Ich wollte mir einen neuen Felgenring kaufen nämlich den KHE the Big V,
ich habe bereits den Thread von chasseur gelesen, und habe auch Rise'
Einwände gegen diesen Felgenring gelesen, allerdings fahren viele meiner Freunde und Bekannte diesen Felgenring und haben keinerlei Probleme. Was meint ihr dazu? Bitte nicht nur Rise als Antwortender . Ich bin ca. 55 kg schwer und fahre mittelmäßig sauber .

Gute Frage nächste Frage
Ich wollte mir auch neue Speichen kaufen. Sind die KHE Flexie Spokes gut?

Und als Letztes, welches Maß bezeichnet das "Offset" bei Gabeln? z.B. Offset 32mm.


----------



## RISE (22. Oktober 2010)

Naja, wenn mehrere deiner Freunde die ohne Probleme fahren, ist es doch ok. Du kannst ja dann besser einschätzen, ob die eine ähnliche Fahrweise haben wie du. Bei 55kg wirst du damit wahrscheinlich eh nicht viel verkehrt machen, wobei ich, wie sicher im anderen Thema erwähnt, kein großer Fan von KHE bin. 
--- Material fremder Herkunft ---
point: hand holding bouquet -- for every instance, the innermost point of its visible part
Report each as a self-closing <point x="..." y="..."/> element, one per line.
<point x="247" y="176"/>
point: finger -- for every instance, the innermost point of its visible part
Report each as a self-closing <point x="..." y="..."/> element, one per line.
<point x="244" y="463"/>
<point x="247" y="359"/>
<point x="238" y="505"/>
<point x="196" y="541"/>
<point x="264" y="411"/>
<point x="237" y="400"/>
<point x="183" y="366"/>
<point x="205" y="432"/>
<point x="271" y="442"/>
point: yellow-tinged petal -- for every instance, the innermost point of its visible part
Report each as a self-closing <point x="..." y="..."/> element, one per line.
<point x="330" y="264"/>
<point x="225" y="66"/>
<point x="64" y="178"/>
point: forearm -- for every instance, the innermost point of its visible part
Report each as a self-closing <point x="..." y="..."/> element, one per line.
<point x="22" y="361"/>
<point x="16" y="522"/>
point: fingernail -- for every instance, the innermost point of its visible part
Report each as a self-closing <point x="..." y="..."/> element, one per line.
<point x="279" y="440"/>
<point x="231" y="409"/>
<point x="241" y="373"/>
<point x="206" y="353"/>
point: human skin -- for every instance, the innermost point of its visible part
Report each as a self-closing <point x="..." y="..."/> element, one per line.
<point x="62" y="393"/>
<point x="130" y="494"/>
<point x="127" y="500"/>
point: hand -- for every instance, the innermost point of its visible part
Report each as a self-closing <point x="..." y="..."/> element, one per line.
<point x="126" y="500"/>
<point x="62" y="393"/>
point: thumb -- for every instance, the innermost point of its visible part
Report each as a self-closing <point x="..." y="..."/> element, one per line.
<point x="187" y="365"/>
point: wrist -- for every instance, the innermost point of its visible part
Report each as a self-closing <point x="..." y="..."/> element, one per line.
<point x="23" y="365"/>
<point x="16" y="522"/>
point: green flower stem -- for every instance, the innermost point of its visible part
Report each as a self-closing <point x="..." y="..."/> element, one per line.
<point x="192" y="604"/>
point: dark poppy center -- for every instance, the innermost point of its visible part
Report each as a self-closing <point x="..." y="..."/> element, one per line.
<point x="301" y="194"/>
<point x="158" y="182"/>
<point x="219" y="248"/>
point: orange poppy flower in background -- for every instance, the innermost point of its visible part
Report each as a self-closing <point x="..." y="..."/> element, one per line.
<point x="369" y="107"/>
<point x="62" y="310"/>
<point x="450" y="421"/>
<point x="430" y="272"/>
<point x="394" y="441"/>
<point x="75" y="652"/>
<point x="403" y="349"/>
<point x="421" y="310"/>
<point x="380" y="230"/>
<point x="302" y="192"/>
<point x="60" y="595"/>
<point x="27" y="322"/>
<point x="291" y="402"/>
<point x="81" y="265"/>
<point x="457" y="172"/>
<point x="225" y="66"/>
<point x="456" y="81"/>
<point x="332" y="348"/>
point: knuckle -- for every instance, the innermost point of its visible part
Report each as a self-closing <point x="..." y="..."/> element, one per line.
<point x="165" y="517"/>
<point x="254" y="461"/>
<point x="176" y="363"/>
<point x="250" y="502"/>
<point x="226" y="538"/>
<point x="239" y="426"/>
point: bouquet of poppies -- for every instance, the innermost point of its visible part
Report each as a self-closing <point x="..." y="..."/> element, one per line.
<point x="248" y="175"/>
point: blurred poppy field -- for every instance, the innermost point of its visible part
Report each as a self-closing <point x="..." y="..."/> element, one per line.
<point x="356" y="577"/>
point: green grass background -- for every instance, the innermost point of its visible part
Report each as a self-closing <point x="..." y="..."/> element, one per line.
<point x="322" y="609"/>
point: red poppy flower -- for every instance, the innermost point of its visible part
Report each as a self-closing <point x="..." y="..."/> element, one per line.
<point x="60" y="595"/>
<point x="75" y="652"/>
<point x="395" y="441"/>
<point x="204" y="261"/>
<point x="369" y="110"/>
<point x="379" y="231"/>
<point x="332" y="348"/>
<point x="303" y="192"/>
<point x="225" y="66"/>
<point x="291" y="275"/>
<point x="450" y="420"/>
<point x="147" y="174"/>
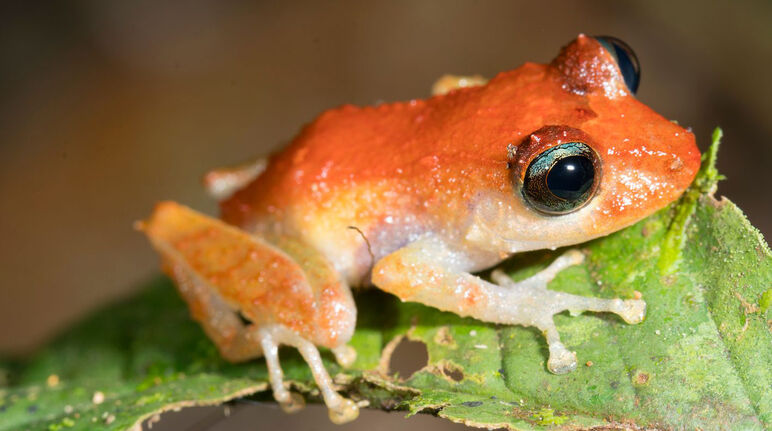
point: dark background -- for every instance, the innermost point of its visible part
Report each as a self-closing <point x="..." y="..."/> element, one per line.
<point x="107" y="106"/>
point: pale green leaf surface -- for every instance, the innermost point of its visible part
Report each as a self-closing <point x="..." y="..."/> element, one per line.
<point x="701" y="359"/>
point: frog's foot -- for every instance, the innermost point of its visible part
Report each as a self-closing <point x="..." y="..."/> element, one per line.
<point x="341" y="409"/>
<point x="345" y="355"/>
<point x="447" y="83"/>
<point x="222" y="182"/>
<point x="427" y="271"/>
<point x="544" y="304"/>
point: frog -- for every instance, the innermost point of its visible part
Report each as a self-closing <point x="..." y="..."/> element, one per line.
<point x="415" y="198"/>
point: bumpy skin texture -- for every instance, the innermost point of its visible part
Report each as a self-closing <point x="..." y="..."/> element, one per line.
<point x="412" y="197"/>
<point x="399" y="170"/>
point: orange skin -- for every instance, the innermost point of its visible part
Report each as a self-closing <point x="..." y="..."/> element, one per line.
<point x="412" y="197"/>
<point x="430" y="159"/>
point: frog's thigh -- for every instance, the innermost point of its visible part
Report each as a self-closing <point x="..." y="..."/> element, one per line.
<point x="428" y="272"/>
<point x="222" y="182"/>
<point x="219" y="268"/>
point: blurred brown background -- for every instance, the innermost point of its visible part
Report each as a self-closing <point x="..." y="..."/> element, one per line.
<point x="107" y="106"/>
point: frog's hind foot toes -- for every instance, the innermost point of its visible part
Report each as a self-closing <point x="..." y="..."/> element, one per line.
<point x="292" y="404"/>
<point x="345" y="355"/>
<point x="271" y="336"/>
<point x="632" y="311"/>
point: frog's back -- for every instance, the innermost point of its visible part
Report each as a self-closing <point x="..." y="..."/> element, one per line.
<point x="367" y="163"/>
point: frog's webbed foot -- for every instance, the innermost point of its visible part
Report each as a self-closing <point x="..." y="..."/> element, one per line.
<point x="427" y="271"/>
<point x="544" y="304"/>
<point x="345" y="355"/>
<point x="270" y="337"/>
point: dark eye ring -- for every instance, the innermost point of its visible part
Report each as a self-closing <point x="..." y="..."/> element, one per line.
<point x="562" y="179"/>
<point x="626" y="60"/>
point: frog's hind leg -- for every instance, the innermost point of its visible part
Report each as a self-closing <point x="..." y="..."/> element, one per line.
<point x="341" y="410"/>
<point x="428" y="271"/>
<point x="222" y="182"/>
<point x="220" y="269"/>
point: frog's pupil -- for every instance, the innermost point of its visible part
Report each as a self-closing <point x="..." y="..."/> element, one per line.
<point x="625" y="58"/>
<point x="571" y="177"/>
<point x="561" y="179"/>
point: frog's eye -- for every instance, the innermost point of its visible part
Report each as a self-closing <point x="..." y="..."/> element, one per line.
<point x="625" y="58"/>
<point x="561" y="179"/>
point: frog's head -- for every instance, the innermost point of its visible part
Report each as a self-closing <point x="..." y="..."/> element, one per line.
<point x="607" y="162"/>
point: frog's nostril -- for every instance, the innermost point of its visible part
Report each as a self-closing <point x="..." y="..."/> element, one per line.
<point x="625" y="58"/>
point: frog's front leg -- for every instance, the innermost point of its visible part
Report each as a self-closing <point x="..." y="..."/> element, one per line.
<point x="430" y="272"/>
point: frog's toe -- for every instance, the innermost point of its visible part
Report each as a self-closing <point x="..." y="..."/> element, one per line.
<point x="345" y="411"/>
<point x="561" y="360"/>
<point x="633" y="310"/>
<point x="345" y="355"/>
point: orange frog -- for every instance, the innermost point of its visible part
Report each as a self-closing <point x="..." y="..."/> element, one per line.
<point x="413" y="197"/>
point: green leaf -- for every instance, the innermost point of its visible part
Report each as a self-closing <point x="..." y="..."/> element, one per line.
<point x="700" y="360"/>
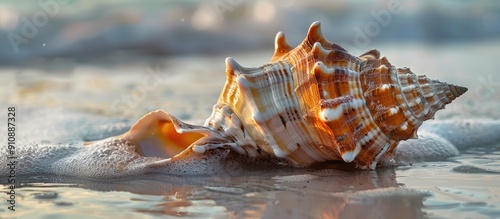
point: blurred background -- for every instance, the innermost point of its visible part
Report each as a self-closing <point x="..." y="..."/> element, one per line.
<point x="54" y="52"/>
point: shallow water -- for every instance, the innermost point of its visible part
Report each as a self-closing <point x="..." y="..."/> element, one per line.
<point x="86" y="102"/>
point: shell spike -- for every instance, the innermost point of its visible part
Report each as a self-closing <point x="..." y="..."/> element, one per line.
<point x="457" y="90"/>
<point x="372" y="54"/>
<point x="281" y="46"/>
<point x="315" y="34"/>
<point x="319" y="51"/>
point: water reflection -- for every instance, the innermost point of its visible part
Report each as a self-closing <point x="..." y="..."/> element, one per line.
<point x="319" y="192"/>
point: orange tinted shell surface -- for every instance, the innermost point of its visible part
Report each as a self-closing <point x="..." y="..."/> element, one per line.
<point x="317" y="102"/>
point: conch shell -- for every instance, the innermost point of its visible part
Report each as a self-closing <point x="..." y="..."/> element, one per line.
<point x="312" y="103"/>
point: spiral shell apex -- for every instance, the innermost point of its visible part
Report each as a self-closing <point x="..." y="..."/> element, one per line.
<point x="316" y="102"/>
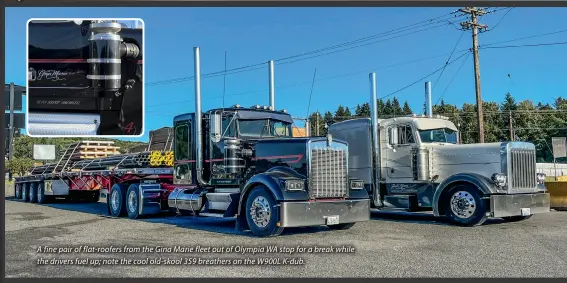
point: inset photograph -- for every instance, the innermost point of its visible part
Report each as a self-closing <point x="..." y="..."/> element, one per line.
<point x="85" y="77"/>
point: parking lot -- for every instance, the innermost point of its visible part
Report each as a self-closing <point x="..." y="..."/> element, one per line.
<point x="389" y="245"/>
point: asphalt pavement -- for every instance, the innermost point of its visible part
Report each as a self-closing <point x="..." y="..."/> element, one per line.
<point x="389" y="245"/>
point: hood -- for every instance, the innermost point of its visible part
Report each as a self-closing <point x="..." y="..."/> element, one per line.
<point x="287" y="152"/>
<point x="450" y="159"/>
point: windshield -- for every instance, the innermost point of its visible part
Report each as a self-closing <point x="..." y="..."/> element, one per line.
<point x="444" y="135"/>
<point x="264" y="128"/>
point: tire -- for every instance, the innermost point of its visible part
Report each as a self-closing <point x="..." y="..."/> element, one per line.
<point x="95" y="197"/>
<point x="41" y="197"/>
<point x="342" y="226"/>
<point x="516" y="218"/>
<point x="26" y="192"/>
<point x="33" y="193"/>
<point x="18" y="191"/>
<point x="133" y="201"/>
<point x="261" y="216"/>
<point x="116" y="204"/>
<point x="464" y="206"/>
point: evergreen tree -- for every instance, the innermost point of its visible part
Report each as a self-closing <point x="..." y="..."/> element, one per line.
<point x="407" y="109"/>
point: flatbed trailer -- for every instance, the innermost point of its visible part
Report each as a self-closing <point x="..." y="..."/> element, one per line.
<point x="90" y="184"/>
<point x="237" y="163"/>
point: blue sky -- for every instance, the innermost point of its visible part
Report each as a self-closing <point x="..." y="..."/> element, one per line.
<point x="256" y="35"/>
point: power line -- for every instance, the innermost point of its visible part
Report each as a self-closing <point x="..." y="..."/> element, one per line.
<point x="504" y="16"/>
<point x="453" y="78"/>
<point x="382" y="34"/>
<point x="454" y="48"/>
<point x="526" y="45"/>
<point x="423" y="78"/>
<point x="319" y="80"/>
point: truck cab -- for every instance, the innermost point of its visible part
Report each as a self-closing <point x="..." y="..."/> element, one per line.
<point x="419" y="164"/>
<point x="243" y="163"/>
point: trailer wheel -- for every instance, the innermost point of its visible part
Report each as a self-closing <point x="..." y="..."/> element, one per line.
<point x="41" y="197"/>
<point x="33" y="193"/>
<point x="18" y="191"/>
<point x="342" y="226"/>
<point x="26" y="192"/>
<point x="516" y="218"/>
<point x="95" y="197"/>
<point x="262" y="214"/>
<point x="116" y="199"/>
<point x="133" y="201"/>
<point x="464" y="206"/>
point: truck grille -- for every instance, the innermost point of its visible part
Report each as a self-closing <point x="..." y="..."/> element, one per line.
<point x="328" y="174"/>
<point x="522" y="168"/>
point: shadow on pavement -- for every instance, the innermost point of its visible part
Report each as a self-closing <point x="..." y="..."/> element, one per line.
<point x="207" y="224"/>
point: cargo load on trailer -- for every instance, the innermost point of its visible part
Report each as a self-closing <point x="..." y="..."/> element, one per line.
<point x="236" y="162"/>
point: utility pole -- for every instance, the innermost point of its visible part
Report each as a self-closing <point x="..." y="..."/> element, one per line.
<point x="317" y="124"/>
<point x="473" y="25"/>
<point x="11" y="128"/>
<point x="510" y="126"/>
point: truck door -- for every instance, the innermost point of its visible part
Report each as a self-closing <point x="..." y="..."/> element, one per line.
<point x="401" y="138"/>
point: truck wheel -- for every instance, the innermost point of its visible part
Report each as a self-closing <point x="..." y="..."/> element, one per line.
<point x="41" y="198"/>
<point x="33" y="193"/>
<point x="116" y="199"/>
<point x="95" y="197"/>
<point x="465" y="206"/>
<point x="18" y="191"/>
<point x="262" y="214"/>
<point x="342" y="226"/>
<point x="26" y="192"/>
<point x="516" y="218"/>
<point x="133" y="201"/>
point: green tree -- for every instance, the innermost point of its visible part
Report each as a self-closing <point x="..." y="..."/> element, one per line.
<point x="317" y="120"/>
<point x="396" y="108"/>
<point x="407" y="109"/>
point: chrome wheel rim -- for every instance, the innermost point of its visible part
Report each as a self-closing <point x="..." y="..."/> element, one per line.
<point x="463" y="204"/>
<point x="260" y="211"/>
<point x="132" y="201"/>
<point x="114" y="203"/>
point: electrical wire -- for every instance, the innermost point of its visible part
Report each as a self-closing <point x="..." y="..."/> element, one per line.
<point x="454" y="48"/>
<point x="453" y="78"/>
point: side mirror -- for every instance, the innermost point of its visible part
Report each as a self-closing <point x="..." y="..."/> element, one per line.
<point x="216" y="127"/>
<point x="393" y="137"/>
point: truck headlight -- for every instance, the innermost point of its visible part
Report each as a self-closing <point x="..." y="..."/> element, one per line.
<point x="294" y="185"/>
<point x="356" y="185"/>
<point x="540" y="178"/>
<point x="499" y="179"/>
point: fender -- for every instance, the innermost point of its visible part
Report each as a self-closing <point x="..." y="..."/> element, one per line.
<point x="271" y="180"/>
<point x="483" y="183"/>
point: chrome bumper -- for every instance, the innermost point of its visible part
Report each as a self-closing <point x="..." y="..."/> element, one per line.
<point x="512" y="205"/>
<point x="297" y="214"/>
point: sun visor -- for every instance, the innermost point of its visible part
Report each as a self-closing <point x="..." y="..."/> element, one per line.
<point x="259" y="115"/>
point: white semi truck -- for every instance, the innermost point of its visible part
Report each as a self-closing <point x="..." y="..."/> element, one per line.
<point x="417" y="163"/>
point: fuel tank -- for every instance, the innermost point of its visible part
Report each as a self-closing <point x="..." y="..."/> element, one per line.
<point x="58" y="70"/>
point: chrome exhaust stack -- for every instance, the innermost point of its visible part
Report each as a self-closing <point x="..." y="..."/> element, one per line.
<point x="272" y="87"/>
<point x="185" y="200"/>
<point x="198" y="119"/>
<point x="375" y="142"/>
<point x="428" y="106"/>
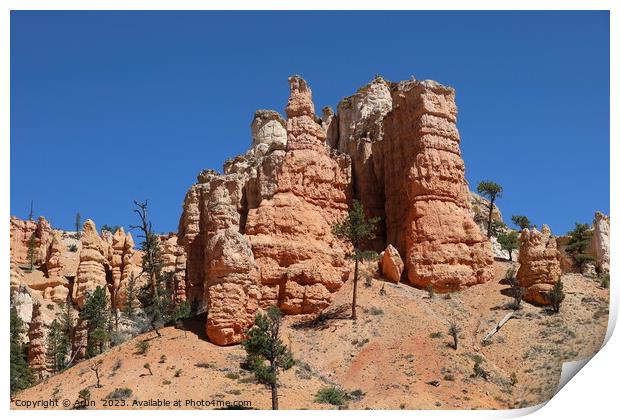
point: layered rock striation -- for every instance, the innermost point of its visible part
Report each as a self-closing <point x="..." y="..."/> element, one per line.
<point x="21" y="231"/>
<point x="174" y="263"/>
<point x="600" y="242"/>
<point x="260" y="233"/>
<point x="539" y="267"/>
<point x="427" y="211"/>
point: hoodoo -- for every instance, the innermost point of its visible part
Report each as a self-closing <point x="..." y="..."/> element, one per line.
<point x="259" y="234"/>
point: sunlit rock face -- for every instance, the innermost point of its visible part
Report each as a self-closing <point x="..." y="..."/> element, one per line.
<point x="539" y="267"/>
<point x="260" y="233"/>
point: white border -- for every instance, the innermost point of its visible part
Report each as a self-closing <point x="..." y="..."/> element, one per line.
<point x="593" y="395"/>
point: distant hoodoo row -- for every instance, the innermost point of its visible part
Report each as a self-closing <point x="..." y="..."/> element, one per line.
<point x="259" y="234"/>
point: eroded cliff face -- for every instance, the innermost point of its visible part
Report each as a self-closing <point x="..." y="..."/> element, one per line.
<point x="600" y="241"/>
<point x="21" y="232"/>
<point x="260" y="233"/>
<point x="93" y="264"/>
<point x="427" y="211"/>
<point x="174" y="262"/>
<point x="539" y="267"/>
<point x="301" y="263"/>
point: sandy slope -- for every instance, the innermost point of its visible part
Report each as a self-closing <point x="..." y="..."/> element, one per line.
<point x="390" y="353"/>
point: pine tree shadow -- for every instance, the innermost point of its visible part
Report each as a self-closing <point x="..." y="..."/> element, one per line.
<point x="324" y="318"/>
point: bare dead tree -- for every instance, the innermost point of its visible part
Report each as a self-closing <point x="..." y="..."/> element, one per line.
<point x="145" y="227"/>
<point x="454" y="331"/>
<point x="95" y="367"/>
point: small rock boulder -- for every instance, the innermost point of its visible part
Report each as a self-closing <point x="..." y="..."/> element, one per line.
<point x="391" y="265"/>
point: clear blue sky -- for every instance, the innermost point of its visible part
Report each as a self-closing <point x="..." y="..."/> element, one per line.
<point x="107" y="107"/>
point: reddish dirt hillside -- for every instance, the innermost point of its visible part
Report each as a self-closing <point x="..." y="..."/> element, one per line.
<point x="397" y="353"/>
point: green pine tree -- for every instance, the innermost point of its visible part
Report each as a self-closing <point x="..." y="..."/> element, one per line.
<point x="97" y="314"/>
<point x="266" y="354"/>
<point x="78" y="225"/>
<point x="577" y="246"/>
<point x="32" y="246"/>
<point x="557" y="296"/>
<point x="509" y="241"/>
<point x="67" y="328"/>
<point x="155" y="297"/>
<point x="129" y="308"/>
<point x="355" y="228"/>
<point x="21" y="375"/>
<point x="522" y="221"/>
<point x="56" y="351"/>
<point x="492" y="191"/>
<point x="182" y="311"/>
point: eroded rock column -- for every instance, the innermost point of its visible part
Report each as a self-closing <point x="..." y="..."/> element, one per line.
<point x="426" y="203"/>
Zu den Speichen kann ich nichts sagen, das Offset bezeichnet den Vorlauf des Gabelausfallendes. 32mm offset bedeutet also nichts anderes als das die Gabel einen 32mm Vorlauf hat und damit recht "normal" ist. Es gibt auch Gabeln (z.B. Primo Strand, WTP) mit weniger offset. Dadurch wird der Radstand etwas verkürzt und es soll hilfreich für Fronttricks sein, z.B. beim Nosewheelie. Gleichzeitig wird das Rad etwas nervöser vom Fahrverhalten, aber das ist denke ich zu bewältigen.


----------



## MTB-News.de




----------



## BMXingFelix (22. Oktober 2010)

Also bezeichnet das Offset die Länge der "Metallplatten" in denen die Räder aufgehängt sind?
Dann hätte ich noch eine Frage:
Welche der folgenden Gabeln ist die Beste, bzw. gibt es bessere?
KHE Cirrus Fork
KHE Pluma Fork
WeThePeople Helium Hollow Fork
Primo Strand Fork


----------



## RISE (22. Oktober 2010)

Das bezeichnet sozusagen das Offset. Stell dir einfach eine Linie vor, die vom Steuerrohr das Rahmens und über die Gabel gerade nach unten geht. Die Ausfallenden sind bei BMX Gabeln dann meist nach vorne angeschweißt und genau die Differenz von der (erdachten) geraden Linie bis zum Punkt, wo das Rad aufgehängt sind, ist der Offset.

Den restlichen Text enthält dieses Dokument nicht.